Après des décennies de sur-tourisme, professionnels et élus prônent un tourisme acceptable, qui puisse bénéficier aux habitants et aux territoires. Paca, deuxième région touristique après l’Île-de-France, s’attaque à ce chantier multiforme.
Une quarantaine de boîtes à clés volées et une vingtaine dégradées par un « commando anti-Airbnb ». Puis, une campagne d’affichage pour dénoncer les multi-propriétaires de meublés touristiques. C’était à Marseille en novembre dernier. Deux exemples récents, et pas isolés, d’un ras-le-bol qui monte face aux conséquences du tourisme pour les habitants dans les villes et villages de Provence-Alpes-Côte-d’Azur. L’enjeu a été identifié par les professionnels. Dès 2021, ADN Tourisme, fédération nationale des organismes institutionnels du tourisme, publie un « Manifeste pour un tourisme responsable ». Ce document appelle, entre autres, à appréhender désormais le tourisme « comme un levier d’amélioration du cadre de vie ». Et de passer de la notion d’accueil touristique à celle « d’hospitalité », « pour inclure sans distinction résidents, visiteurs et voyageurs.
Suivi en temps réel
Mais comment mettre ces bonnes intentions en pratique ? D’une commune à une autre, les enjeux vont être radicalement différents. Dans les Bouches-du-Rhône, le Schéma de développement du tourisme fixe comme objectif « de passer d’une logique de conquête de marché à une logique de préservation ». Avec comme priorité l’étalement des flux dans l’espace et dans le temps. Pour y parvenir, l’association Provence Tourisme mise sur l’outil Flux Vision, développé par Orange. Il permet de suivre de manière anonymisée et quasiment en temps réel les déplacements autour d’un site touristique. « Nous sommes dans une phase d’expérimentation pour définir des seuils de soutenabilité, détaille Isabelle Brémond, directrice générale de Provence Tourisme. Pour voir quand il y a trop ou pas assez de gens sur un site. On combine Flux Vision avec des interviews de visiteurs et de résidents. » L’exploitation de ces données pourra permettre de proposer des excursions en dehors des points et des itinéraires les plus visités. « L’étang de Berre, par exemple, a un énorme potentiel de développement touristique, souligne Isabelle Brémond. Il a une biodiversité incroyable, et de magnifiques espaces naturels. »
Priorité aux habitants
Pour étaler les flux de touristes, professionnels et collectivités veulent également développer des activités tout au long de l’année : évènements culturels, agro-tourisme… Mais le principal enjeu reste d’améliorer la qualité de vie des habitants.
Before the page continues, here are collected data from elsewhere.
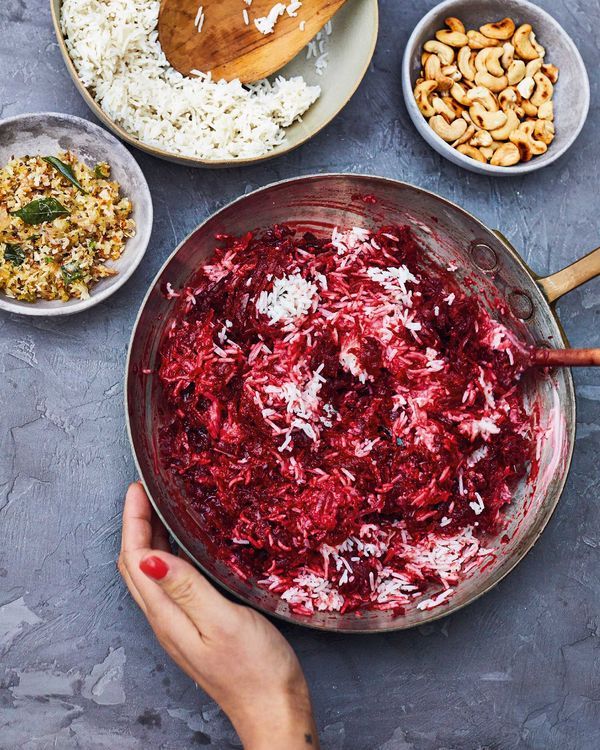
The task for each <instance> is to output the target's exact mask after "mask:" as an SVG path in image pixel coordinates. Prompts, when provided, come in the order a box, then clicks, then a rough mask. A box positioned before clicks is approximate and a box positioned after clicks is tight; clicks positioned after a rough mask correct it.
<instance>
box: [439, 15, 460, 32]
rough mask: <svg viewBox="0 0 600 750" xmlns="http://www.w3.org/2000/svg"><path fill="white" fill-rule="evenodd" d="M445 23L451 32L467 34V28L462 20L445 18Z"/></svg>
mask: <svg viewBox="0 0 600 750" xmlns="http://www.w3.org/2000/svg"><path fill="white" fill-rule="evenodd" d="M444 23H445V24H446V26H447V27H448V28H449V29H450V31H459V32H460V33H461V34H464V33H465V27H464V24H463V22H462V21H461V20H460V18H455V17H454V16H449V17H448V18H444Z"/></svg>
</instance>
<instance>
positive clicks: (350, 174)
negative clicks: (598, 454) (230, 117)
mask: <svg viewBox="0 0 600 750" xmlns="http://www.w3.org/2000/svg"><path fill="white" fill-rule="evenodd" d="M339 178H343V179H348V178H350V179H357V180H360V179H368V180H375V181H376V182H380V183H382V184H383V183H393V184H394V185H396V186H400V187H403V188H409V189H411V190H417V191H419V192H421V193H423V194H425V195H427V196H429V197H432V198H434V199H435V200H437V201H439V202H440V203H442V204H443V205H445V206H446V207H449V208H450V209H452V210H454V211H458V212H460V213H461V214H463V215H464V216H466V217H468V218H469V219H471V220H472V221H474V222H475V223H476V224H477V225H478V226H479V227H481V229H482V230H484V231H485V232H492V233H493V230H492V229H490V228H489V227H487V226H486V225H485V224H484V223H483V222H482V221H481V220H480V219H478V218H477V217H476V216H473V214H471V213H470V212H469V211H467V210H465V209H464V208H462V207H461V206H459V205H458V204H456V203H453V202H452V201H450V200H448V199H447V198H444V197H442V196H440V195H438V194H437V193H434V192H432V191H430V190H427V189H425V188H421V187H419V186H417V185H412V184H411V183H409V182H405V181H403V180H395V179H393V178H391V177H381V176H378V175H370V174H366V173H354V172H325V173H322V174H319V173H316V174H309V175H302V176H300V177H291V178H286V179H284V180H277V181H275V182H271V183H268V184H267V185H264V186H262V187H259V188H257V189H256V190H253V191H251V192H249V193H245V194H243V195H241V196H238V197H237V198H235V199H234V200H232V201H230V202H228V203H227V204H225V205H224V206H221V207H220V208H218V209H217V210H216V211H214V212H213V213H211V214H210V215H209V216H208V217H206V219H204V220H203V221H201V222H200V223H199V224H198V225H197V226H196V227H195V228H194V229H193V230H192V231H191V232H189V233H188V234H187V236H186V237H185V238H184V239H183V240H182V241H181V242H180V243H179V244H178V245H177V247H176V248H175V249H174V250H173V252H172V253H170V255H169V256H168V257H167V259H166V260H165V262H164V263H163V264H162V265H161V267H160V268H159V270H158V272H157V273H156V275H155V277H154V279H153V280H152V283H151V284H150V286H149V287H148V290H147V291H146V294H145V295H144V298H143V300H142V302H141V305H140V307H139V310H138V312H137V314H136V318H135V321H134V325H133V328H132V332H131V336H130V339H129V344H128V348H127V357H126V362H125V382H124V389H123V395H124V408H125V419H126V424H127V436H128V438H129V443H130V446H131V451H132V455H133V459H134V463H135V467H136V470H137V472H138V476H139V477H140V479H141V481H142V484H143V486H144V489H145V490H146V494H147V495H148V499H149V500H150V502H151V504H152V507H153V508H154V510H155V512H156V514H157V515H158V517H159V518H160V520H161V522H162V523H163V525H164V526H165V528H166V529H167V531H168V532H169V534H170V535H171V537H172V538H173V539H174V540H175V542H176V543H177V545H178V546H179V547H180V548H181V549H182V550H183V551H184V552H185V553H186V554H187V555H188V556H189V557H190V558H191V559H192V560H193V561H194V563H195V564H196V565H197V567H198V568H199V569H200V571H201V572H202V573H203V575H205V576H207V577H208V578H209V579H210V580H211V581H213V582H214V583H215V584H216V585H217V586H218V587H219V588H221V589H224V590H225V591H227V592H228V594H230V595H231V596H233V597H235V599H236V600H240V601H242V602H243V603H244V604H245V605H246V606H250V607H252V608H253V609H256V610H258V611H260V612H261V613H262V614H264V615H266V616H268V617H272V618H275V619H277V620H280V621H282V622H285V623H288V624H291V625H295V626H298V627H305V628H309V629H311V630H315V631H319V632H331V633H342V634H348V635H374V634H378V633H390V632H395V631H403V630H410V629H412V628H414V627H420V626H422V625H426V624H429V623H431V622H435V621H436V620H439V619H441V618H443V617H447V616H448V615H452V614H455V613H456V612H459V611H460V610H462V609H463V608H465V607H467V606H468V605H470V604H473V602H475V601H477V599H479V598H481V597H482V596H483V595H484V594H487V593H488V592H489V591H491V590H492V589H493V588H495V587H496V586H497V585H498V584H499V583H500V582H501V581H502V580H504V578H506V576H508V574H509V573H511V572H512V571H513V570H514V569H515V568H516V567H517V565H519V563H521V562H522V560H523V559H524V558H525V557H526V556H527V555H528V554H529V552H530V551H531V550H532V549H533V547H534V546H535V545H536V544H537V542H538V540H539V538H540V536H541V535H542V533H543V532H544V530H545V529H546V526H547V525H548V523H549V522H550V519H551V518H552V517H553V515H554V513H555V511H556V508H557V506H558V503H559V501H560V499H561V497H562V494H563V492H564V489H565V485H566V483H567V480H568V477H569V474H570V471H571V467H572V460H573V452H574V449H575V437H576V424H577V403H576V398H575V386H574V381H573V375H572V372H571V370H570V369H568V370H567V371H566V377H565V380H566V388H567V398H568V400H569V401H570V402H571V403H572V404H573V419H572V421H571V422H570V423H569V424H568V425H567V432H568V438H569V449H568V454H567V456H566V463H565V469H564V472H563V475H562V477H561V478H560V481H559V482H558V485H557V488H556V498H555V500H554V501H553V503H552V504H551V506H549V507H548V508H547V509H546V510H545V513H546V517H545V518H544V519H543V522H542V523H541V526H540V527H539V528H538V529H537V531H536V533H535V535H533V536H532V538H531V539H530V540H529V541H528V543H527V545H526V546H525V547H524V548H523V550H522V551H519V552H518V554H516V555H515V557H514V559H511V560H510V561H509V562H508V564H507V567H506V569H505V570H503V571H502V573H501V574H499V575H496V576H491V577H490V580H489V582H488V583H487V585H485V586H484V587H483V588H482V589H481V590H480V591H478V592H477V593H474V594H473V595H472V596H470V597H469V598H468V600H467V601H465V602H463V603H461V604H455V605H452V604H450V605H449V606H448V607H447V608H439V610H441V611H438V610H436V609H432V610H428V611H427V612H426V616H424V618H423V620H422V621H421V622H419V623H414V624H409V625H407V624H405V625H403V624H402V623H401V622H400V618H398V621H397V622H396V623H395V624H390V625H389V626H388V625H386V626H383V627H378V628H376V629H373V628H348V627H344V626H343V625H342V626H337V625H336V627H335V628H333V627H330V626H327V625H320V624H315V623H314V622H311V621H310V618H305V619H303V620H301V619H298V618H297V617H296V616H294V615H293V613H289V614H287V613H282V612H276V611H275V612H274V611H271V610H268V609H266V608H265V607H262V606H261V605H260V604H255V603H250V602H248V601H247V600H246V599H245V597H244V596H242V595H241V594H239V593H238V592H236V591H233V590H232V589H231V588H230V587H229V586H228V585H227V584H226V583H224V582H223V581H221V580H220V579H219V578H218V577H217V576H216V575H214V574H213V573H211V572H210V571H208V570H207V569H206V568H205V567H204V566H203V565H202V564H201V563H200V562H199V561H198V560H197V558H196V557H195V556H194V555H193V554H191V553H190V551H189V550H188V549H187V547H186V545H185V544H183V543H182V542H181V540H180V539H179V537H178V536H177V535H176V534H175V533H174V532H173V530H172V529H171V527H170V525H169V524H168V523H167V521H166V520H165V518H164V516H163V514H162V512H161V510H160V509H159V507H158V505H157V502H156V501H155V500H154V498H153V496H152V494H151V493H150V491H149V489H148V487H147V485H146V481H145V479H144V476H143V472H142V470H141V465H140V461H139V459H138V455H137V451H136V447H135V442H134V438H133V432H132V426H131V419H130V416H129V385H130V363H131V352H132V349H133V344H134V341H135V338H136V334H137V330H138V326H139V323H140V319H141V317H142V314H143V313H144V310H145V308H146V304H147V302H148V299H149V297H150V295H151V294H152V293H153V291H154V289H155V287H156V285H157V283H158V281H159V280H160V278H161V276H162V274H163V272H164V270H165V269H166V268H167V266H168V265H169V264H170V263H171V261H172V260H173V259H174V258H175V256H176V255H177V253H178V252H179V250H180V249H181V248H182V247H183V246H184V245H185V244H186V243H187V242H188V241H189V240H190V239H191V238H192V237H193V235H194V234H195V233H196V232H197V231H199V230H200V229H202V228H203V227H204V226H205V225H206V224H207V223H208V222H209V221H211V220H213V219H214V218H215V217H217V216H218V215H219V214H221V213H222V212H224V211H226V210H228V209H229V208H232V207H233V206H235V205H236V204H237V203H240V202H241V201H244V200H246V199H247V198H249V197H251V196H255V195H257V194H259V193H263V192H267V191H269V190H271V189H273V188H277V187H280V186H282V185H286V184H290V183H301V182H313V181H317V180H329V179H339ZM494 236H495V237H496V238H497V239H498V241H499V242H500V243H501V244H502V246H503V247H504V248H505V249H506V251H507V252H508V253H509V255H510V256H511V257H512V258H513V260H515V261H516V263H517V265H519V266H520V268H521V270H522V271H523V272H524V273H525V276H526V277H527V278H528V279H529V281H530V282H531V283H532V285H533V286H534V287H535V288H536V289H538V290H539V292H540V295H541V297H542V299H543V301H544V304H545V305H546V306H547V308H548V311H549V312H550V313H551V315H552V320H553V321H554V323H555V325H556V328H557V331H558V333H559V334H560V337H561V341H562V342H563V344H565V345H568V340H567V338H566V336H565V334H564V331H563V328H562V325H561V323H560V320H559V318H558V316H557V314H556V311H555V310H554V306H553V305H552V304H551V303H549V302H548V301H547V300H546V299H545V297H544V294H543V292H542V290H541V289H540V288H539V285H538V283H537V279H538V278H540V277H539V276H537V275H536V274H535V273H534V272H533V271H532V270H531V269H530V268H529V266H528V265H527V264H526V263H525V261H524V260H523V259H522V258H521V256H520V255H519V253H518V252H517V250H516V249H515V248H514V247H512V245H510V243H508V241H507V240H505V239H503V238H501V237H498V236H497V235H496V234H494Z"/></svg>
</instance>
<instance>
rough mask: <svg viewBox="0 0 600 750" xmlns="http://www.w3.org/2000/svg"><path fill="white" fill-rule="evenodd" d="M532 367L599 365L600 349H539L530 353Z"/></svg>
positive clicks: (574, 366)
mask: <svg viewBox="0 0 600 750" xmlns="http://www.w3.org/2000/svg"><path fill="white" fill-rule="evenodd" d="M528 359H529V365H530V366H531V367H599V366H600V349H538V348H537V347H531V348H530V349H529V354H528Z"/></svg>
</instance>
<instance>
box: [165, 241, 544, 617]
mask: <svg viewBox="0 0 600 750" xmlns="http://www.w3.org/2000/svg"><path fill="white" fill-rule="evenodd" d="M219 240H220V245H221V246H220V247H219V249H217V251H216V253H215V255H214V257H213V259H212V260H211V263H210V264H209V265H207V266H204V267H203V268H202V269H201V271H200V272H199V274H198V278H197V280H196V281H195V283H194V286H193V287H190V288H186V289H183V290H171V289H169V294H171V295H172V296H176V297H177V301H176V309H175V312H174V315H173V318H172V321H171V323H170V324H169V326H168V327H167V330H166V333H165V336H164V339H163V341H162V344H161V356H160V361H161V364H160V370H159V373H158V375H159V379H160V383H161V385H162V389H163V391H164V395H165V397H166V401H167V404H168V408H169V412H170V417H169V421H168V425H167V426H166V427H165V428H164V429H163V431H162V433H161V435H160V454H161V461H164V462H165V463H166V464H167V465H168V468H169V471H170V472H171V473H172V475H173V476H174V477H177V478H178V479H180V480H182V481H183V483H184V486H185V502H186V503H187V504H188V505H189V506H190V508H191V509H192V510H193V513H194V516H195V518H197V519H198V522H199V525H200V526H201V527H202V532H203V537H205V540H210V546H211V551H212V553H213V554H215V555H216V556H217V557H218V558H219V559H220V560H221V561H223V562H224V563H225V564H226V565H228V566H229V567H230V568H231V569H233V570H234V571H236V572H237V573H238V574H239V575H241V576H242V577H245V578H260V579H261V581H262V585H263V586H264V587H267V588H270V589H271V590H273V591H276V592H277V593H279V594H280V595H281V596H282V597H283V598H284V599H285V600H286V601H287V602H288V603H289V605H290V607H291V608H292V610H293V611H295V612H298V613H300V614H310V613H312V612H313V611H315V610H330V611H331V610H340V611H356V612H358V611H360V610H367V609H390V610H392V611H394V612H396V613H401V612H402V611H404V609H405V608H406V606H407V605H409V604H414V603H417V604H416V606H418V607H420V608H423V609H428V608H431V607H433V606H437V605H439V604H441V603H442V602H444V601H446V600H447V598H448V596H450V595H451V593H452V588H453V586H455V585H456V584H457V583H458V581H459V580H460V579H461V578H462V577H464V576H465V575H467V573H468V572H469V570H472V569H473V568H474V567H478V568H479V569H480V568H481V565H482V564H485V563H486V559H487V558H488V557H489V558H491V557H492V552H491V550H488V549H486V547H485V540H486V539H487V538H488V536H487V535H488V534H494V533H497V532H498V531H499V530H500V528H501V527H502V524H503V520H504V519H503V509H504V508H505V507H506V505H507V504H508V503H509V502H510V500H511V496H512V490H513V488H514V486H515V484H516V483H517V482H518V481H519V480H520V479H521V478H522V477H524V476H525V474H526V473H527V467H528V462H530V461H531V462H535V460H536V458H535V455H532V446H533V444H534V441H532V437H533V433H534V431H535V423H534V420H533V418H532V417H531V416H530V415H529V414H528V413H527V410H526V409H525V407H524V404H523V391H522V382H521V378H520V375H521V372H522V370H523V368H522V366H521V365H520V363H519V362H518V361H515V357H516V354H515V353H513V352H512V351H511V347H510V336H508V335H507V332H506V329H505V328H504V327H503V326H502V325H501V324H500V323H498V322H497V321H494V320H492V319H491V318H490V316H489V315H488V313H487V312H486V311H485V309H484V308H483V307H482V306H481V305H480V304H479V303H478V302H477V300H476V299H475V298H474V297H472V296H468V295H467V294H465V293H464V291H463V290H462V289H461V288H460V287H459V285H458V284H457V281H456V278H455V276H454V274H453V270H452V269H446V268H442V267H440V266H438V265H436V264H434V263H433V262H432V261H431V260H428V259H427V256H426V254H425V253H424V252H423V250H422V249H421V248H420V247H419V245H418V243H417V242H416V240H415V238H414V236H413V235H412V233H411V232H410V230H408V229H407V228H403V227H387V228H382V229H380V230H379V231H377V232H375V233H374V234H370V233H369V232H367V231H366V230H362V229H354V230H349V231H347V232H343V233H338V232H335V233H334V237H333V240H332V239H330V238H318V237H316V236H314V235H312V234H310V233H308V234H305V235H304V236H298V235H296V236H294V233H293V231H292V230H289V229H287V228H286V227H274V228H273V229H271V230H269V231H267V232H264V233H261V234H260V235H258V236H253V235H252V234H247V235H245V236H244V237H242V238H230V237H227V236H221V237H220V238H219ZM482 558H486V559H482ZM432 584H435V585H437V588H438V591H439V593H437V594H436V595H435V596H434V597H433V598H430V599H423V597H424V595H426V593H427V592H428V591H429V590H430V588H431V586H432Z"/></svg>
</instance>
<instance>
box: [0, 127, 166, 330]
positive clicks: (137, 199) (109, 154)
mask: <svg viewBox="0 0 600 750" xmlns="http://www.w3.org/2000/svg"><path fill="white" fill-rule="evenodd" d="M61 151H72V152H73V153H74V154H75V155H76V156H77V157H78V158H80V159H81V160H82V161H84V162H86V163H87V164H90V165H92V164H95V163H97V162H101V161H105V162H108V164H109V165H110V168H111V177H112V179H114V180H116V181H117V182H118V183H119V184H120V186H121V193H122V195H124V196H126V197H127V198H129V199H130V200H131V203H132V205H133V213H132V218H133V220H134V221H135V224H136V233H135V236H134V237H132V238H130V239H129V240H127V243H126V244H125V248H124V250H123V254H122V255H121V257H120V258H119V259H118V260H117V261H114V262H112V263H111V267H113V268H115V269H116V270H117V274H116V276H111V277H109V278H106V279H102V280H101V281H99V282H98V283H97V284H95V285H94V286H93V287H91V289H90V297H89V299H85V300H81V299H72V300H69V301H68V302H60V301H58V300H54V301H48V300H38V301H37V302H22V301H19V300H15V299H12V298H11V297H8V296H7V295H6V294H4V293H3V292H0V310H7V311H9V312H13V313H19V314H20V315H38V316H40V315H45V316H54V315H71V314H72V313H76V312H81V311H82V310H87V309H88V308H90V307H93V306H94V305H97V304H98V303H99V302H102V300H105V299H106V298H107V297H110V295H111V294H113V293H114V292H116V291H117V289H119V288H120V287H122V286H123V284H124V283H125V282H126V281H127V279H128V278H129V277H130V276H131V274H132V273H133V272H134V271H135V269H136V268H137V267H138V265H139V263H140V261H141V260H142V258H143V256H144V253H145V252H146V248H147V247H148V242H149V241H150V234H151V232H152V216H153V211H152V198H151V197H150V190H149V189H148V184H147V183H146V178H145V177H144V174H143V172H142V170H141V169H140V168H139V166H138V164H137V162H136V160H135V159H134V158H133V156H131V154H130V153H129V151H128V150H127V149H126V148H125V147H124V146H123V145H122V144H121V143H120V142H119V141H118V140H117V139H116V138H115V137H114V136H112V135H111V134H110V133H108V132H107V131H106V130H103V129H102V128H99V127H98V126H97V125H94V124H93V123H91V122H88V121H87V120H82V119H81V118H80V117H73V116H72V115H63V114H57V113H53V112H42V113H39V114H26V115H18V116H17V117H9V118H7V119H6V120H0V167H4V166H6V164H7V163H8V162H9V161H10V159H11V158H12V157H13V156H15V157H18V156H25V155H30V156H34V155H38V154H40V155H42V156H56V155H57V154H58V153H60V152H61Z"/></svg>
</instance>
A Saint-Léger les Mélèzes, commune labellisée « village de neige » dans les Hautes-Alpes, la population passe de 350 habitants à… 5 000 durant l’hiver et l’été. Dès 2021, son maire Gérald Martinez tirait la sonnette d’alarme, lors du congrès de l’Association nationale des élus de territoires touristiques. « On a beaucoup de projets pour le tourisme mais c’est la qualité de vie des habitants à l’année qui passe en premier. Dans un territoire, si les habitants vivent mal, ils accueilleront mal. »
Les enjeux d’accès aux transports, notamment en commun, et à des logements décents et abordables, sont décisifs. Dans les Bouches-du-Rhône, la maire de Cassis Danielle Milon (Les Républicains) a mis en place des limitations pour les meublés touristiques type Airbnb. Objectif : réduire le nombre de meublés par propriétaires, et interdire les locations d’une nuit pour protéger les hôtels traditionnels. A Marseille, la municipalité Printemps marseillais (divers-gauche) a voté en octobre la création d’une brigade de contrôle. La longue marche vers un tourisme durable et bénéfique pour tous ne fait que commencer.